10/12  Capricorn: Becoming by Michelle Obama
There’s a lot we can learn from Former First Lady of the US and Capricorn Michelle Obama’s memoir.
She opens up about her childhood, her multiple accomplishments, the constant questioning as being a woman of colour despite her degrees. You get to see how this young woman, growing up in a small apartment worked her way up to Princeton, Harvard and to the White House.
There are lessons to learn about love as she talks about how she met a young President Obama in her office and become his mentor. Their friendship grew into a love and relationship admired the world over.
We also get lessons in resilience from First Lady Obama who grew a thick skin after stepping into the global limelight when her husband won the election. Remember those comments made about how she looked like an ape in heels? She does too, and it stung.

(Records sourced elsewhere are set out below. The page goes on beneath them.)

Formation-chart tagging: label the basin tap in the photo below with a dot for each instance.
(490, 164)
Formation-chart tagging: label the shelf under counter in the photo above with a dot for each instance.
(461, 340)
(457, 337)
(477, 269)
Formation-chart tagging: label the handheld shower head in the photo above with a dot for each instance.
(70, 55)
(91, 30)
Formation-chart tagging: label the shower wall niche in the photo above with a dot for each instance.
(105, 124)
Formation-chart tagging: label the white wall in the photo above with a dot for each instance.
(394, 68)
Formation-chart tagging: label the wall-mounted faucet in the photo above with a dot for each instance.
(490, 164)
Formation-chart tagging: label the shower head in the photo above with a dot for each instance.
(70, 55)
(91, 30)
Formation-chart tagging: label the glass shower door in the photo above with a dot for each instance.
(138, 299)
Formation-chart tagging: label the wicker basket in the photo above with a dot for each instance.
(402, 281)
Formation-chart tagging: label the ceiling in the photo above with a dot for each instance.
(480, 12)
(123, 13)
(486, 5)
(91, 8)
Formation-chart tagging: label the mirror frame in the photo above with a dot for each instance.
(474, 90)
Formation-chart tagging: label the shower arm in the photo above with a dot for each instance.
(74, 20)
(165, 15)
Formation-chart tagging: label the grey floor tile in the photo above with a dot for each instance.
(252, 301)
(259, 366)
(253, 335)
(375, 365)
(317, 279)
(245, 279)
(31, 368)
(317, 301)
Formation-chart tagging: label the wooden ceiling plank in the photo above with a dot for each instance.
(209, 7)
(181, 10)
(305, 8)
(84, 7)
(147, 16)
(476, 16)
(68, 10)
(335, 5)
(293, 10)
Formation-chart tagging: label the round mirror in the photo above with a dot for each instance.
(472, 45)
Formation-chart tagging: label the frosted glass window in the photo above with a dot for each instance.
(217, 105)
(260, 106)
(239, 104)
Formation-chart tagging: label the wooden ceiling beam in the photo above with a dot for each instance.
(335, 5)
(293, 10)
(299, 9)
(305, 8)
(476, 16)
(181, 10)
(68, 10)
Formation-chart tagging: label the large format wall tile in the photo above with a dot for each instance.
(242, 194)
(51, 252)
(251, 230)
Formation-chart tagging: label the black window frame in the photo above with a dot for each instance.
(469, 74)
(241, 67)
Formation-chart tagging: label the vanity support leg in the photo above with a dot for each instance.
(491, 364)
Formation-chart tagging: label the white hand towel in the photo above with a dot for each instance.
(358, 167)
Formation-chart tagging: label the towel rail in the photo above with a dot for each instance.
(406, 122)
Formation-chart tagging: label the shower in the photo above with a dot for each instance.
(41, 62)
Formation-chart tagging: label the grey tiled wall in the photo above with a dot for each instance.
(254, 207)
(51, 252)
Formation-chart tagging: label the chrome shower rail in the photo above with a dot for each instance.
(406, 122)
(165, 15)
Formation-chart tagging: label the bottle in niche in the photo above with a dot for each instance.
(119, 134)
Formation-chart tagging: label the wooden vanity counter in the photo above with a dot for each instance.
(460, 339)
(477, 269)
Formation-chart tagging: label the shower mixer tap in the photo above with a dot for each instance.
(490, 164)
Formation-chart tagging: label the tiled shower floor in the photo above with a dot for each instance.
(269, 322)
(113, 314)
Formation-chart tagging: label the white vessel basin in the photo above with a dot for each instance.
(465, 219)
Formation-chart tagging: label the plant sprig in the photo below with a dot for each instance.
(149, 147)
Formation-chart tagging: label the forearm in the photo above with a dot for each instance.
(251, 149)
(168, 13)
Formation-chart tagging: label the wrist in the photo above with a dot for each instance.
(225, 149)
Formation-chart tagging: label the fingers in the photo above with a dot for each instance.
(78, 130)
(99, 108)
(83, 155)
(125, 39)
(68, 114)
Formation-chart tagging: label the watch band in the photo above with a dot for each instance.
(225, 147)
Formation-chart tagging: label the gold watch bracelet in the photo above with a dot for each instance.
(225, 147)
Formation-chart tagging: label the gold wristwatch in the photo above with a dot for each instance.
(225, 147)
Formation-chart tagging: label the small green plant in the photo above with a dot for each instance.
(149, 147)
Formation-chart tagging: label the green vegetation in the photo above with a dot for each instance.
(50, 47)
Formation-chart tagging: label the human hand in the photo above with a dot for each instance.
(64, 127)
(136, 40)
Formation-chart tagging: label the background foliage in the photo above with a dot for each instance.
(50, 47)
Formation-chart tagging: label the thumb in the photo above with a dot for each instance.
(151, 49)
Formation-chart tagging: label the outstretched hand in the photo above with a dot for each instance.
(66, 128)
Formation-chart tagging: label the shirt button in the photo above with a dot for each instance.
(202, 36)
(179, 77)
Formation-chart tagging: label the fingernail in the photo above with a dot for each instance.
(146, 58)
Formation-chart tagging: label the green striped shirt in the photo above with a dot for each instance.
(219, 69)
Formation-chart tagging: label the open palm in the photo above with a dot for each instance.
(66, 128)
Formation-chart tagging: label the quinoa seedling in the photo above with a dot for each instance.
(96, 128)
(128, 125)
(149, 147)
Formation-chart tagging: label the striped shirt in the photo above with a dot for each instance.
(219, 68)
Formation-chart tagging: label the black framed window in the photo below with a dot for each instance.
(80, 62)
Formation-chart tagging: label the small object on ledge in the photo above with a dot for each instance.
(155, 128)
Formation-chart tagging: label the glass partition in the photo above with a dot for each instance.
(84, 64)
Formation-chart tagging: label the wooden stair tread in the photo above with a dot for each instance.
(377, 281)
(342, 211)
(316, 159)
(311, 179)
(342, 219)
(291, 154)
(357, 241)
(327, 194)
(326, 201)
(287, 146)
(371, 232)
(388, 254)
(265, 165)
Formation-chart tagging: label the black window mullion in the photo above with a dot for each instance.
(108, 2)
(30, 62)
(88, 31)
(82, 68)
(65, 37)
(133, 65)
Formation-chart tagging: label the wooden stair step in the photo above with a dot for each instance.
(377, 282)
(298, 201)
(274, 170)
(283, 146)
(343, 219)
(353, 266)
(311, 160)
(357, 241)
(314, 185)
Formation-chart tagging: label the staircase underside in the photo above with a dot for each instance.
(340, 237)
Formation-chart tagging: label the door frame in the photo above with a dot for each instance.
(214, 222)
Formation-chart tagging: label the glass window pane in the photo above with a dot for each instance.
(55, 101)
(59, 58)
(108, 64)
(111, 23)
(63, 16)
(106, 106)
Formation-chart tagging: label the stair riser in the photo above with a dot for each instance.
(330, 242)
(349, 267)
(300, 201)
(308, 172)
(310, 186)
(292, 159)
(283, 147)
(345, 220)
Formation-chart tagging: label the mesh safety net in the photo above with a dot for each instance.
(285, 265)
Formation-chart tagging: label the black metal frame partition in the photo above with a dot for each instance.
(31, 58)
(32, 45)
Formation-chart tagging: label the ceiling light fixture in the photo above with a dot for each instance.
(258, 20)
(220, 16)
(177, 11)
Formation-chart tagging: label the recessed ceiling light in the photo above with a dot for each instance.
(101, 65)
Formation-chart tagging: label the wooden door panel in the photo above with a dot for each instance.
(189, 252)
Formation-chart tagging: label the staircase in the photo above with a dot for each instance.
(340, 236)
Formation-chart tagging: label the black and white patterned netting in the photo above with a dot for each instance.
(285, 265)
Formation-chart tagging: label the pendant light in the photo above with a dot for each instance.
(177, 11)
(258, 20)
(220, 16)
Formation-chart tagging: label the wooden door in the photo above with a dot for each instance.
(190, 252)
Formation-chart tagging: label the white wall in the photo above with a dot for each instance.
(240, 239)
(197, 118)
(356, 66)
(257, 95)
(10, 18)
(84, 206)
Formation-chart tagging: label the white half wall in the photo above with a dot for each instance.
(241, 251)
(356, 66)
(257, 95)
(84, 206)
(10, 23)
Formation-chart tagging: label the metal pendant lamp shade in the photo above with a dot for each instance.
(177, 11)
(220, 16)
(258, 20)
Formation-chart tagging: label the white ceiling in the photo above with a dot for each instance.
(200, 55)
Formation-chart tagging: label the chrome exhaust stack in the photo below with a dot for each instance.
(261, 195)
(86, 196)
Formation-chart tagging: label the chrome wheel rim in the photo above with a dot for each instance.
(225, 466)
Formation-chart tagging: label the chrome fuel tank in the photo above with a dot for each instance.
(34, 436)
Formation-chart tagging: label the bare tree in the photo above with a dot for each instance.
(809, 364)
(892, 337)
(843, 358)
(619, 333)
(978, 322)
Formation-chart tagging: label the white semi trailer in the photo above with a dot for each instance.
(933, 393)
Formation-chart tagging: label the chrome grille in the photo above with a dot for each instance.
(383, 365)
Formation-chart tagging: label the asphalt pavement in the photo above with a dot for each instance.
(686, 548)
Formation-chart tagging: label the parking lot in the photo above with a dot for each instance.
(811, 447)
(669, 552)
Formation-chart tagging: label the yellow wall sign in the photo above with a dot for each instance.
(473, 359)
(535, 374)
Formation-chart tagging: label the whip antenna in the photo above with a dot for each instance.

Read about her life in politics, growing up with racism, sexism and having to find a balance between being a working mother and bringing up two daughters with a partner who was hardly ever around.
11/12  Aquarius: The Palace of Illusions by Chitra Banerjee Divakaruni
What’s more rebellious to draw in an Aquarius than the retelling of a largely male-dominated mythological epic from a feminist perspective? That’s what Chitra Bannerjee Divakaruni does with the Mahabharata in this book.
The tale is narrated by Panchali, the wife of the five mighty Pandavas who finally gets her own voice.
There are several retellings of the epic but what we got from The Palace of Illusions was a much-needed female perspective.
Panchali was presented to us as the tragic heroine upon whom evil was committed, but we get a backstory to the woman who was betrayed by those closest to her and stripped of her dignity in a court full of people.
Her genuine affection for her husbands and sons, her adaptability and resilience in exile, inner turmoil at Karna’s death and questioning of Krishna – it’s a refreshing, lyrical read, albeit with some loopholes and leaps.
12/12 
Pisces are known for being incredibly empathetic and kind. In a world like ours, this kindness and empathy often get taken for a ride, leaving them with emotional scars for being too compassionate.
It’s no wonder then that they crave an escape from reality in fantasy worlds. But I say, dear Pisces, don’t run away anymore.
After constantly being taken advantage of, Pisces need to learn to love themselves and put themselves first. Tara Schuster’s story will be an inspiring read for the same.
By the time she was in her late 20s, Schuster was a highly sought-after TV executive and big shot at Comedy Central. She gave the world award-winning shows like Key & Peele and @midnight. But what no one saw behind the facade was her struggling with severe anxiety and self-medicating.
This collection of essays are personal retellings of her childhood, struggle with mental health and how she came to love herself a little bit at a time – and more importantly, how she got herself through it.
Even if you’re not the self-help book type of person, you would have come away learning something new about yourself or at least finding heartwarming reliability to a woman sitting thousands of kilometres away after reading this book. And she’ll have you laughing through it.